Analysis of transcrition regulators involved in intracellular signaling

参与细胞内信号转导的转录调节因子分析

• 批准号: 08670159
• 负责人: MAEKAWA Toshio
• 金额: $ 1.41万
• 依托单位: The Institute of Physical & Chemical research (RIKEN)
• 依托单位国家: 日本
• 项目类别: Grant-in-Aid for Scientific Research (C)
• 财政年份: 1996
• 资助国家: 日本
• 起止时间: 1996 至 1997
• 项目状态: 已结题
• 来源: https://kaken.nii.ac.jp/grant/KAKENHI-PROJECT-08670159/
• 关键词: transcriptional control; knockout mouse; signal transduction; cAMP pathway; CRE-BP1; ATF-2; 転写因子; 胎便吸入症候群

A number of transcription factors of ATF/CREB family have been identified so far. This group of proteins contains the DNA-binding domain consisting of the cluster of basic amino acids and the leucine zipper, so-called b-zip. Among many transcription factors of ATF/CREB family, three factors, CRE-BP1 (also called ATF-2), ATF-a, and CRE-BPa forms a subgroup. This group of factors forms a homodimer or heterodimer with c-Jun, and binds to CRE.The stress-activated kinases (SAPK) such as Jun amino-terminal kinase (JNK) and p38 phosphorylates this group of factors at the sites close to the N-terminal transcriptional activation domain, and stimulate their trans-activating capacity. Since a group of factors of the ATF/CREB family including CREB are activated via direct phosphorylation by cAMP-dependent protein kinase (PKA), these two groups of factors are linked to the distinct signaling cascades, PKA and SAPK pathways.To investigate the physiological role od CRE-BP1 genefamly, we made the knockout mice of CRE-BP1, CRE-BPa, and ATF-a genes. The mouse null mutant of CRE-BP1 died shortly after birth with symptoms of severe respiratory distress, and that the mutant lung was filled with meconium like human meconium aspiration syndrome (MAS) which is a common neonatal problem. The decreased trophobalst proliferation in the mutant placenta and the occurrence of hypoxia in the mutant embryos were observed at 18.5 dpc. Anomalies in placenta may cause the insufficient oxgen supply followed by gasping respirations and aspiration of the amniotic fluid containing meconium. The expression level of PDGF receptor alpha gene which plays an important role for proliferation of trophoblast, was found to be decreased in the trophoblasts of mutant placenta. The CRE-BP1 null mutants will be useful to understand the mechanisms of MAS and to develop the therapy for MAS.

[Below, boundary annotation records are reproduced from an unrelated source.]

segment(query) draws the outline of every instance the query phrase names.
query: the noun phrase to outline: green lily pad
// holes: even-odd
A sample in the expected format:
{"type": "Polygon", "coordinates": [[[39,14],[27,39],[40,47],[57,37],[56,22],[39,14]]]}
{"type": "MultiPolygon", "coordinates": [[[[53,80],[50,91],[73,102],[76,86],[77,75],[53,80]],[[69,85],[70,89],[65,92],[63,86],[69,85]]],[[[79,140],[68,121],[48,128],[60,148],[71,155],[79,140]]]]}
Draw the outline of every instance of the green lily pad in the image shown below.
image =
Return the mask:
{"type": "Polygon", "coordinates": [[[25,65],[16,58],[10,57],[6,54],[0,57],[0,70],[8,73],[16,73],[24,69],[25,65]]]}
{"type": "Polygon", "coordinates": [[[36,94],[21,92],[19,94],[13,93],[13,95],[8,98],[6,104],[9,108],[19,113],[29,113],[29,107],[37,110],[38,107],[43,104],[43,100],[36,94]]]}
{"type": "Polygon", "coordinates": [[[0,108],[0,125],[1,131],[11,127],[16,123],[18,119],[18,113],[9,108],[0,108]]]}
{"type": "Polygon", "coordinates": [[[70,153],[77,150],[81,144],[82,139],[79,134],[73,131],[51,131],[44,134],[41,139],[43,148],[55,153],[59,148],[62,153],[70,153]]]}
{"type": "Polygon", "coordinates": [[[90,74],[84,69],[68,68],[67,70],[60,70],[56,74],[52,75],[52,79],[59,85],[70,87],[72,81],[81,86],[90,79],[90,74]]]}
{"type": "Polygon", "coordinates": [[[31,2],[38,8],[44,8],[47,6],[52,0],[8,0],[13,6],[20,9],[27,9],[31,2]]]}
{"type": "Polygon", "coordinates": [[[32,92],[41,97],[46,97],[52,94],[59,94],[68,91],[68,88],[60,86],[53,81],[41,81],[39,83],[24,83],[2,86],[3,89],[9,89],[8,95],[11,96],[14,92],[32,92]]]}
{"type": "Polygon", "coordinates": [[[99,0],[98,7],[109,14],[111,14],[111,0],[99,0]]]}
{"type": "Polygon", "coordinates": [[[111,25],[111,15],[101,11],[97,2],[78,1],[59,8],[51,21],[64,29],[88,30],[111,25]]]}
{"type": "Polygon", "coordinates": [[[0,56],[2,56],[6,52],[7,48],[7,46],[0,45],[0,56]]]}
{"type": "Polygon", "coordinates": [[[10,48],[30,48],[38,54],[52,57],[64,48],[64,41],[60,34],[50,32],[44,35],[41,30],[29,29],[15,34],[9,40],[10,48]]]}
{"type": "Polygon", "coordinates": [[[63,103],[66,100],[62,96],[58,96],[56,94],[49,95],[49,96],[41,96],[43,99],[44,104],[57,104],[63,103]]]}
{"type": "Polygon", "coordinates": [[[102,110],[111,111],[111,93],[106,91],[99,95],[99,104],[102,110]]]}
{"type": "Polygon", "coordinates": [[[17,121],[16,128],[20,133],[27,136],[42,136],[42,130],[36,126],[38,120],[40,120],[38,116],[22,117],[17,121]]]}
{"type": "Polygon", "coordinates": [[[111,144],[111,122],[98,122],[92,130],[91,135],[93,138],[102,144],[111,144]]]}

目前已鉴定出许多ATF/CREB家族的转录因子。这组蛋白质包含由碱性氨基酸簇和亮氨酸拉链（所谓的b-zip）组成的DNA结合结构域。在ATF/CREB家族的许多转录因子中，CRE-BP 1（也称为ATF-2）、ATF-α和CRE-BPa三个因子形成一个亚群。应激激活激酶（SAPK）如Jun氨基末端激酶（JNK）和p38等可使这组因子在靠近N端转录激活结构域的位点磷酸化，从而激活其反式激活能力。由于包括CREB在内的ATF/CREB家族的一组因子是通过cAMP依赖性蛋白激酶（PKA）直接磷酸化而被激活的，这两组因子与不同的信号级联途径PKA和SAPK通路相关。CRE-BP 1的小鼠无效突变体在出生后不久死亡，具有严重呼吸窘迫的症状，并且突变体肺充满胎粪，如人胎粪吸入综合征（MAS），这是常见的新生儿问题。在18.5 dpc时，突变体胎盘中滋养层增殖减少，突变体胚胎中出现缺氧。胎盘异常可引起氧气供应不足，继而出现喘息和吸入含胎粪的羊水。在突变型胎盘滋养细胞中，对滋养细胞增殖起重要作用的PDGF受体α基因的表达水平被发现降低。CRE-BP 1缺失突变体的发现将有助于进一步了解MAS的发病机制，并为MAS的治疗提供新的思路。

项目成果

Tanaka, Y.et al.: "Abnormal skeletal patterning in embryos lacking a single Cbp allele:a partial similarity with Rubinstein-Taybi syndrome." Proc.Natl.Acad.Sci.USA. 94. 10215-10220 (1997)

Tanaka, Y. 等人：“缺乏单个 Cbp 等位基因的胚胎中的异常骨骼模式：与 Rubinstein-Taybi 综合征部分相似。”

Tanaka,Y.et al.: "Abnormal skeletal patterning in embryos lacking a single Cbp allele : a partial similarity with Rubinstein-Taybi syndrome." Proc.Natl.Acad.Sci.USA. 94. 10215-10220 (1997)

Tanaka,Y.et al.：“缺乏单个 Cbp 等位基因的胚胎中的异常骨骼模式：与 Rubinstein-Taybi 综合征部分相似。”

Tanaka, Y., Naruse, I., Maekawa, T., Masuya, H., Shiroishi, T.& Ishii, S.: "Abnormal skeletal patterning in embryos lacking a single Cbp allele : a partial similarity with Rubinstein-Taybi syndrome." Proc.Natl.Acad.Sci.USA. 94. 10215-10220 (1997)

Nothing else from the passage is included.